I would like to think that someone who wrote that was in school on Wednesday and they wrote something caring. So it was their opportunity to be restorative themselves, in addition, with the help from 1,400 other kids.
Q: What happened that Wednesday was a short-term, a one-day response. What is the long-term solution?
Unfortunately, there isn’t one thing a school can do. The best example to look at is Reading High School which has been dealing with this for a year and a half, especially in the past eight weeks.
For the educators at the Chenery, it’s the continuation of the work that we have been doing. We’ve been talking about culturally proficient teaching that welcomes all cultures into a school. What do we as teachers need to do in order to create an atmosphere where kids don’t leave part of themselves at the school’s front door? So that’s work that has been on-g0ing.
We introduced two tools at the beginning of the school year, the first is called “marking the moment” which is when something provocative or racially charged just happened, you must stop class and address that. It’s no longer acceptable to say to the child ‘be nice because we have algebra to do.’ But sometimes we fail to mark the moment so the second way is the concept called circling back.

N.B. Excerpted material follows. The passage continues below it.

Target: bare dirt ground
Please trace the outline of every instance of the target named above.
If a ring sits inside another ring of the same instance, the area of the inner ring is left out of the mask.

We can always say to students, “Hey, you said something the other day and it stuck with me and I want to have a chance to talk to you about that.” Because when we don’t say anything, we are still making a statement.
I don’t think that two years ago I don’t know if we would have responded like this nor would we have teachers who would have felt confident enough to respond like this. So I think on some level we’ve been preparing for this. But the work continues. Every single day there is a mark the moment event.
Vigilance is the answer. Sometimes when you make it public, it actually makes it worse. That doesn’t mean its the wrong thing to do. Sometimes it becomes this game of cat and mouse or copycat. But the goal of going public is more than solely to stop the act of hate. It’s also to let other people know that you’re not going to sit back and let it happen. So it’s worth the risk. It’s just a drag that its happening everywhere.